In a scathing story in August 2014, describing Reliance as "a rotten role model for corporate India", The Economist said, "When it comes to governance this secretive and politically powerful private empire is not a national champion but an embarrassment."
These are words that you are unlikely to find in an Indian publication, which is why the Indian Express investigation is significant. Produced as part of a global collaboration, which saw 140 journalists worldwide go through the list of Swiss bank account holders obtained by the Paris-based newspaper Le Monde, the investigation ends the speculation swirling around Swiss bank accounts held by Indians, and puts down a credible list. On the list are the Ambani brothers among other corporates heads, businessmen, politicians, and at least two former IRS officers. Most earlier reports on the HSBC Swiss bank list have omitted the names of Ambanis.
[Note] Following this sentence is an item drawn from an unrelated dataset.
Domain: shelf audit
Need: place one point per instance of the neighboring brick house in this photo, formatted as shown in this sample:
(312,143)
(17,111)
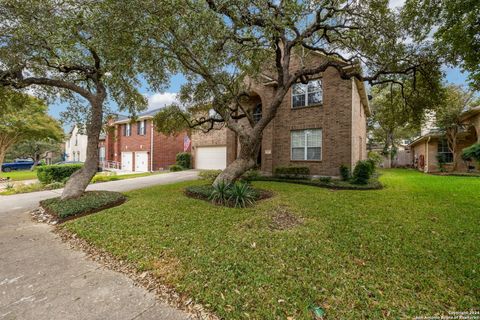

The paper is careful to remind its readers that not all accounts hold black money. But given the secrecy over Swiss bank accounts, the paper thought it was worth making public the information and said that "undeclared wealth is an important part of political discourse, involving the government, the Supreme Court and the central bank"
The list owes its existence to Hervé Falciani, a systems engineer and former employee of the Geneva office of HSBC, who walked away in 2008 with 11 floppy discs containing data of around 130,000 bank customers. Not all on the list were people who had stashed away illicit money. Many were legitimate account holders who had paid taxes. But the French government took the list seriously enough to pass it on to other countries. Many countries including UK, France, Spain and others used the list to initiate investigations into possible tax evasion.
In August 2011, the Indian Express reported that the Indian government had received the information and Pranab Mukherjee, then finance minister, now President of India, had asked for a probe into the accounts. "Names of several important Indian businessmen and corporates are said to be in the data received," the report said.
Not a single name was published anywhere in India. But in January 2012, the Economic Times reported that HSBC had apologised to Mukesh Ambani "for embroiling him in an investigation by India's income-tax authorities...the bank clarified that neither he, nor Reliance Industries, was the owner of any beneficiary account with the bank's private banking division."
But three years later, as Indian Express partnered in an international project to access the names and details of 1.688 bank account holders, which it laboriously checked and whittled down to 1,195 account holders, it found Mukesh Ambani's name was indeed part of the leaked HSBC list of customers. In a response to the paper, a Reliance spokesperson still maintained, “Neither RIL nor Mr Mukesh Ambani have or had any illegitimate bank accounts anywhere in the world.”